Combat breaks up the rising political strife, and Baker depicts space combat into a more naval, less Star Wars-style dogfight, experience. Ships line up in formation, forty thousand kilometers away from each other, firing broadside mounted “K-Cannons” at extremely calculated angles. Baker has a knack for writing each encounter in an interesting, dynamic way, without succumbing to bombastic explosive indulgence or boring mechanical descriptions.

Restless Lightning is not going to shake the foundation of science fiction.

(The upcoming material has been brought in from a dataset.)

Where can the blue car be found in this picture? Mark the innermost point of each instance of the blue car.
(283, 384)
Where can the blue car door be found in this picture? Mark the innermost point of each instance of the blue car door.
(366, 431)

Instead, amidst a slew of gritty genre offerings like “Game of Thrones” or “Altered Carbon,” this book takes a rose-colored detour to a universe where every character has the best intentions. The most evil character, on a scale from one (least evil) to ten (most evil), ranks at a solid “high school bully” level of malicious intent. Even the main character’s relatively bumbling attitude is endearing; while clearly not suited to be an intelligence officer, North’s struggle to prove his worth is certainly worth cheering for.

In fact, the only weak aspects of this novel are some poorly timed flashback sequences, where Sikander North faces demons of his past. These sequences try to bring depth to North as a protagonist, but unfortunately end up hurting the story’s otherwise smooth plot. These sections are thankfully few and far between.

Four hundred pages later, Baker’s space romp concludes with a space battle, foot chase and an explosion, as it should. Wrapped up in a pretty pink bow, Restless Lightning is a fun fireside read, perfect to break up the stresses of everyday life.

Richard Baker’s Restless Lightning is a wonderful, delectable bucket of vanilla ice cream, set in an idealistic vision of a future age of space exploration.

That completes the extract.